En un par de entradas anteriores ya he reflexionado sobre el interesante papel que tiene el receptor en el proceso de la lectura, así que trataré de no caer de nueva cuenta en dicha disertación. Sin embargo, como escritor y columnista, en ciertos momentos no puedo evitar maravillarme con la increíble especie de magia que se vive en este proceso. Dicho esto, entiéndase esta “columna”, o intento de ella, como un desvarío o debraye sobre el tema.
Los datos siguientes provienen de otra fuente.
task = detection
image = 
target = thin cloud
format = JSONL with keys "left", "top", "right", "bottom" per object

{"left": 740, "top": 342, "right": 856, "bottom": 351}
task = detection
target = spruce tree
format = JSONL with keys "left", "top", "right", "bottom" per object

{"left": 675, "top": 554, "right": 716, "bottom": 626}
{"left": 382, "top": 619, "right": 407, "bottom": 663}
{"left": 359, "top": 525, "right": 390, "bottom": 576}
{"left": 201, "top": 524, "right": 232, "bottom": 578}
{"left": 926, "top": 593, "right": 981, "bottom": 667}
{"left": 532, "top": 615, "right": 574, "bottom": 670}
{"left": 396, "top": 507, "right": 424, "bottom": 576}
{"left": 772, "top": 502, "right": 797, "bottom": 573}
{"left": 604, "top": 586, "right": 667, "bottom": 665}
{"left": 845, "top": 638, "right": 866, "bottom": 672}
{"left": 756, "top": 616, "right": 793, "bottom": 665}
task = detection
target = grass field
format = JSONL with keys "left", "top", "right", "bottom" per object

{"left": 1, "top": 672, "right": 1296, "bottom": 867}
Hace unos meses, tuve la exquisita oportunidad de platicar con Naty Parracia, quien tiene un programa de radio argentino que versa principalmente sobre cultura y arte. En algún momento de la charla ella me comentó que leía mis columnas y yo, fiel a mi tradición de lidiar con cualquier estímulo, positivo o negativo, a través del humor, le contesté: “bueno, ahora sé que alguien además de mi mamá las lee”.
Seré tan honesto como me es posible: no sé cuántas personas lean mis columnas. Decir que no me interesa sería mentir y apegar a una falsa modestia, que jamás me ha caracterizado. Como a todos los humanos, supongo yo, me interesa este aspecto por pura vanidad. No obstante, sí me causa un interés prácticamente obsesivo pensar qué pasaría si, efectivamente, nadie me leyera.
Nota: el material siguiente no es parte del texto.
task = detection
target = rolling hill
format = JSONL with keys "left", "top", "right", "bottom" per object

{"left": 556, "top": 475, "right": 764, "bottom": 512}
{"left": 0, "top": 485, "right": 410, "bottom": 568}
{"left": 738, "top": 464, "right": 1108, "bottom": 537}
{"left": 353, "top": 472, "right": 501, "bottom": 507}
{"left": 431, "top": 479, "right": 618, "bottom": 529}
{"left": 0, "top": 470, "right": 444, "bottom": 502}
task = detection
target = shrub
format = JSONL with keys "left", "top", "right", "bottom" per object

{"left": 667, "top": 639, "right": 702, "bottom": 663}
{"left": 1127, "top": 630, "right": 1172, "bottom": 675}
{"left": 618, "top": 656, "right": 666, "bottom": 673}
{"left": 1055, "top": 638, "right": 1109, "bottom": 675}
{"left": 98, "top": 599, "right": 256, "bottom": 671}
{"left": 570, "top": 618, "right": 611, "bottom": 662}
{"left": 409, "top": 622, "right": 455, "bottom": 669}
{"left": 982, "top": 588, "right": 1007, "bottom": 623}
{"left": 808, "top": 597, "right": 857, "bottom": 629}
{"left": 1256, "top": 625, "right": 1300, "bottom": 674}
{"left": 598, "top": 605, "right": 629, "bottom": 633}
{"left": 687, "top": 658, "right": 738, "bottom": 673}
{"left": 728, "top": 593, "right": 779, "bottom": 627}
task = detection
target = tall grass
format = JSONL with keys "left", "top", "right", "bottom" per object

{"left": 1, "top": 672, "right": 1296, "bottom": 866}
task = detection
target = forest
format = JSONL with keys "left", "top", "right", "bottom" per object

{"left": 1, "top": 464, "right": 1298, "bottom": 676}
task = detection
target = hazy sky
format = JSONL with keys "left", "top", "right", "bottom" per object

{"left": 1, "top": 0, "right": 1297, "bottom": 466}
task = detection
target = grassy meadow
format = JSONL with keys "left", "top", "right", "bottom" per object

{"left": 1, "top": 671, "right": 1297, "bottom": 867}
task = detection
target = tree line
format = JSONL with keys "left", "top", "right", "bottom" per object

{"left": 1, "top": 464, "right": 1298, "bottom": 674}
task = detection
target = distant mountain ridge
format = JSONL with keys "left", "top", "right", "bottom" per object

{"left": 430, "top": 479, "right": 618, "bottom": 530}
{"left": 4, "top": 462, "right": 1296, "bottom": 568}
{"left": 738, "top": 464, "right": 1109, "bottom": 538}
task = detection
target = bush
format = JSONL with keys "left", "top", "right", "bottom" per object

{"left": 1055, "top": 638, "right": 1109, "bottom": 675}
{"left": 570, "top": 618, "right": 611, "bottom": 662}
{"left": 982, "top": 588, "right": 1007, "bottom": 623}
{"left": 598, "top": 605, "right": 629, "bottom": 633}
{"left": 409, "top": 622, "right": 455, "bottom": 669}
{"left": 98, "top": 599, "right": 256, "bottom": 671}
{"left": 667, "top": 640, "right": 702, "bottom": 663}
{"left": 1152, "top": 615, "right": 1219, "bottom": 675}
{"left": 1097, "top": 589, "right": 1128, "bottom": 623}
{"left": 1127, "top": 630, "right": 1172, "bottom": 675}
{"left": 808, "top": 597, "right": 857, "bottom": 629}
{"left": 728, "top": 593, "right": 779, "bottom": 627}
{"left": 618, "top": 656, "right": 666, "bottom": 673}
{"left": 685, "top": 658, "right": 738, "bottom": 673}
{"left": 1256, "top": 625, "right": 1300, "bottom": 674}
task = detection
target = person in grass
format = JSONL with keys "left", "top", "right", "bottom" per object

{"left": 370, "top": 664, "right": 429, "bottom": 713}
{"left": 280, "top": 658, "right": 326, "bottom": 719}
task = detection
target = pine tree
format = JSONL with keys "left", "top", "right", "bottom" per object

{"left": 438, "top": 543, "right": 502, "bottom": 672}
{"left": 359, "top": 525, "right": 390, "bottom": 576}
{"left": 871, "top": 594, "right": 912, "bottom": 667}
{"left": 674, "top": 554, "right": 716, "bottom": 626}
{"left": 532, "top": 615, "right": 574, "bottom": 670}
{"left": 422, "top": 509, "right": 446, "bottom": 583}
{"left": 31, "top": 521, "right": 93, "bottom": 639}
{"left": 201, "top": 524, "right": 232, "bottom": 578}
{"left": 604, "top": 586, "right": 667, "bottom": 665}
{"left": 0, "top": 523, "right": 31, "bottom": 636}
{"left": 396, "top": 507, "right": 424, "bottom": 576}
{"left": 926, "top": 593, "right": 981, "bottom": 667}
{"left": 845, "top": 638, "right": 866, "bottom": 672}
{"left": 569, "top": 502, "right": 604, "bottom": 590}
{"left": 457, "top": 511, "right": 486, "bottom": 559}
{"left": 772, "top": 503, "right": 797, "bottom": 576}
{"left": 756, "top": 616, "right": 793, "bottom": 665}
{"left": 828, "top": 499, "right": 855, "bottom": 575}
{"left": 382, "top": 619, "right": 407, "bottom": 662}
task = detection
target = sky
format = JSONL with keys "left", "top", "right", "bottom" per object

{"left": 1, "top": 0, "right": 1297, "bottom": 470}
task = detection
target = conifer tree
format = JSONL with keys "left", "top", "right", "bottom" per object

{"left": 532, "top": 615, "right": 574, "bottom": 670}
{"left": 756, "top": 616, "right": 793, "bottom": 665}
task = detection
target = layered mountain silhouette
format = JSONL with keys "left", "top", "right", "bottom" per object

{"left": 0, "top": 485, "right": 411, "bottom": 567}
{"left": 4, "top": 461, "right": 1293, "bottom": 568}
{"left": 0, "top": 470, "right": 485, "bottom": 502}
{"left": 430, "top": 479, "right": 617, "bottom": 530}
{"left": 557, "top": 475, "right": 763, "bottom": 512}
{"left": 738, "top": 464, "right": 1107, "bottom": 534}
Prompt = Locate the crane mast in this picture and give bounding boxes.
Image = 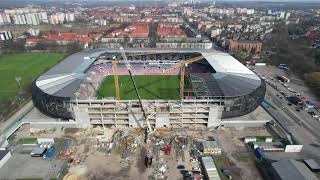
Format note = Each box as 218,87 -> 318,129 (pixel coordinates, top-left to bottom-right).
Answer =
163,55 -> 206,98
119,47 -> 152,133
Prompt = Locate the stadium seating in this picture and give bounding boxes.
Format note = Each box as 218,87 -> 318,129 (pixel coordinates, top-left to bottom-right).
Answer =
77,61 -> 180,99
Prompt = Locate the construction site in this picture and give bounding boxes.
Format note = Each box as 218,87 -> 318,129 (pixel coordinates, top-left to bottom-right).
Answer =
0,121 -> 269,180
0,48 -> 272,179
32,48 -> 266,129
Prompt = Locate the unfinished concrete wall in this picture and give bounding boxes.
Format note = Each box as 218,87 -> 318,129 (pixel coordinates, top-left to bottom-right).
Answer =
207,106 -> 223,127
129,113 -> 144,128
73,106 -> 91,128
155,113 -> 170,128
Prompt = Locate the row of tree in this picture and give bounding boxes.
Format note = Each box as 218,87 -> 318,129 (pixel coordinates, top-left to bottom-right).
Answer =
1,39 -> 83,55
264,23 -> 320,98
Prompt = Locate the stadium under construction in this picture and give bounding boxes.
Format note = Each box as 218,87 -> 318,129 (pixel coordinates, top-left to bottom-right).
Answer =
32,48 -> 266,129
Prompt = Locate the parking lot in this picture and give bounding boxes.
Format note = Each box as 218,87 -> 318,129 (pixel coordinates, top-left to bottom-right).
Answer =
0,148 -> 65,179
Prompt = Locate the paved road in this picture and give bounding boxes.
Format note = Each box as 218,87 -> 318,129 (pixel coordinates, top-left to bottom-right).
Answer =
253,66 -> 320,161
0,100 -> 34,138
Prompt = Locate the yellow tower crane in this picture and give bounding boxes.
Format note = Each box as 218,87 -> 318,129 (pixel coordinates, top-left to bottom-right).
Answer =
112,56 -> 120,100
163,55 -> 207,99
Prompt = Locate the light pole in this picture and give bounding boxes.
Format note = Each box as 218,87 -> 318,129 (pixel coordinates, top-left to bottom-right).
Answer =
15,76 -> 21,89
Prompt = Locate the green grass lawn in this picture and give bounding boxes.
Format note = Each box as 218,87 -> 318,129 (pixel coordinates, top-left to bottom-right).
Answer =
97,75 -> 180,100
233,152 -> 251,162
0,53 -> 65,101
18,137 -> 37,144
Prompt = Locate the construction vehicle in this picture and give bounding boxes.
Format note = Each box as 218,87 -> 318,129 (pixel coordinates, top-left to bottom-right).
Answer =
163,55 -> 207,98
119,47 -> 153,135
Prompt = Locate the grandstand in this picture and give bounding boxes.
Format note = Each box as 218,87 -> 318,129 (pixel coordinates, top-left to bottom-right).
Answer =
32,48 -> 266,128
De entrada, eliminaré lo obvio: a nadie le interesaría publicarme, ya sea Acuarela Humanística o cualquier otra institución del mundo, al final de cuentas esto es un negocio. Por lo tanto, mi incipiente carrera como escritor terminaría mucho antes de lo deseado, y de una forma bastante más patética de lo que hubiera querido.
Ahora bien, lo verdaderamente alucinante para un servidor es pensar en una posible respuesta más profunda, si se me permite la palabra. Si nadie me leyera, me enfrentaría al eterno dilema filosófico del árbol que cae en medio del bosque, pero nadie oye, ¿de verdad produce sonido?
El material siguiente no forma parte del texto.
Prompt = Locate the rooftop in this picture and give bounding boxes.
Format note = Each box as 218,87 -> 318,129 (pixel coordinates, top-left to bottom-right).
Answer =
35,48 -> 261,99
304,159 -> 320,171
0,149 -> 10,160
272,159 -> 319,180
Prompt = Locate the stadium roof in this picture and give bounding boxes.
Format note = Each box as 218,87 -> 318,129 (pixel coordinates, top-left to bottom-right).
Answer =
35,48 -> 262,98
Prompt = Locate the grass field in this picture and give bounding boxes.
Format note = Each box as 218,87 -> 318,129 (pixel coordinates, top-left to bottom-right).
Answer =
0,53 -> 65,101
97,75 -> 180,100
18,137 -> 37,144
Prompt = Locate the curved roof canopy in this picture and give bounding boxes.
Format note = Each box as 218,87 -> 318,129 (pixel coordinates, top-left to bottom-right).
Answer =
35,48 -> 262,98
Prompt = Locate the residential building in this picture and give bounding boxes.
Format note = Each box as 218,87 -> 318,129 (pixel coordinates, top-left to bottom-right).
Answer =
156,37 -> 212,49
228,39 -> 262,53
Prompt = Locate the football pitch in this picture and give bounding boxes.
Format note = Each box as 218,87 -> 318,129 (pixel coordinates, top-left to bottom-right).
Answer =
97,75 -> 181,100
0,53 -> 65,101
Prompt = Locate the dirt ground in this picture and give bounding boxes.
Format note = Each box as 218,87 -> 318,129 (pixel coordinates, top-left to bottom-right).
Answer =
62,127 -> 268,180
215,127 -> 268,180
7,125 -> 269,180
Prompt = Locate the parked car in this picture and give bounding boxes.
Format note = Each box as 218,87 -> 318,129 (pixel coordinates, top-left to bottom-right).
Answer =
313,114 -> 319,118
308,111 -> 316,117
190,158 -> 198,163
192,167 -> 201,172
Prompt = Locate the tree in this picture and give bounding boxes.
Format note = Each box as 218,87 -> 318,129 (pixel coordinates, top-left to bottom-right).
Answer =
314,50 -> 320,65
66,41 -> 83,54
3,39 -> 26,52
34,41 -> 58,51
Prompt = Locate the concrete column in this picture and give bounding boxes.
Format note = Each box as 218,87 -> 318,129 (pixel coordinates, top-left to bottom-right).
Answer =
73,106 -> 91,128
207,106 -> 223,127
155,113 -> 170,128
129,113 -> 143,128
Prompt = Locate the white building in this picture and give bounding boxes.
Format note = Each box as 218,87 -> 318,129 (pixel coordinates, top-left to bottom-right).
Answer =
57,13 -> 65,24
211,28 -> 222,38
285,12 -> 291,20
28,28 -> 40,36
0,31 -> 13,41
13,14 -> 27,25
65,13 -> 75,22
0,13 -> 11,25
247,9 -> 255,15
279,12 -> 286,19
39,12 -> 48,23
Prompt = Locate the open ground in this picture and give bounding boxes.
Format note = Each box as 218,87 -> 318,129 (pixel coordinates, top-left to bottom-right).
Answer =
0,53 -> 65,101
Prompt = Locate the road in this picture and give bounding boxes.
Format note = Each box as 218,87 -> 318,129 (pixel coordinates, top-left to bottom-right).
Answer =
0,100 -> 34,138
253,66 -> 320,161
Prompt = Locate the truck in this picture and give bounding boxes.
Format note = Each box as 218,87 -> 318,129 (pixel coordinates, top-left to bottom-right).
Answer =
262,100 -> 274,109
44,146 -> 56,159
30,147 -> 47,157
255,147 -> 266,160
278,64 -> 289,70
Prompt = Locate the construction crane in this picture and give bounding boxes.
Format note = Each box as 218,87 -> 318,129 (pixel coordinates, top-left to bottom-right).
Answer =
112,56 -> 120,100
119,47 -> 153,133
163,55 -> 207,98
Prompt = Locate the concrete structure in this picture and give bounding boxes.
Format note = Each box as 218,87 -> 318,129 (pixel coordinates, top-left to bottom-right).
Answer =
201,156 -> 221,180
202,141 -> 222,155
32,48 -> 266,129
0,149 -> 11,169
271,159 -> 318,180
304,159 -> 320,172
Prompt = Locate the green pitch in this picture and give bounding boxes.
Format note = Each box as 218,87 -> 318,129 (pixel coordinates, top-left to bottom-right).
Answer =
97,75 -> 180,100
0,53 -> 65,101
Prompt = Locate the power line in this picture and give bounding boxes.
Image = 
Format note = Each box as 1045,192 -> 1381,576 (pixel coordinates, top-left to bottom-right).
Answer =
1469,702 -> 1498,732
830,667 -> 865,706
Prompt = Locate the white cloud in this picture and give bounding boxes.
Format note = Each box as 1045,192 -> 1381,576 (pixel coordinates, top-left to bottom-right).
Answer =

Puesto que mi intención no es dar respuestas, empezando porque ni siquiera tengo las licencias o credenciales para poder hacerlo, seguiré por el camino de la reflexión y el cuestionamiento: si nadie lee lo que escribo, ¿en qué se diferencia esto de un ataque de ansiedad nocturno que me provoca insomnio, cuando una misma idea rebota como pelota descontrolada dentro de mi cabeza y puedo casi saborear todos y cada uno de los cien mil escenarios que mi imaginación agitada produce a la vez?
¿Cuál sería el propósito de no solo esta columna, que seguramente no figurará jamás en los anaqueles de la gran herencia cultural y literaria del mundo, sino de las grandes obras de Literatura que han producido decenas de miles de escritores en nuestra historia? Bien me dijo un profesor de la facultad hace años: sin lectores no hay libros, punto.
Antes de que mi reflexión tome derroteros más pesimistas o tenebrosos, quiero aprovechar para agradecer a cualquier persona que esté leyendo esto en este instante. De cierta forma, tú lo haces posible. Y, de una forma todavía más creepy, como dice la “chaviza”, en este momento te estoy hablando solamente a ti y a nadie más en el planeta. Gracias por leerme. Gracias por darle sonido al árbol que cae una y otra vez en medio del bosque.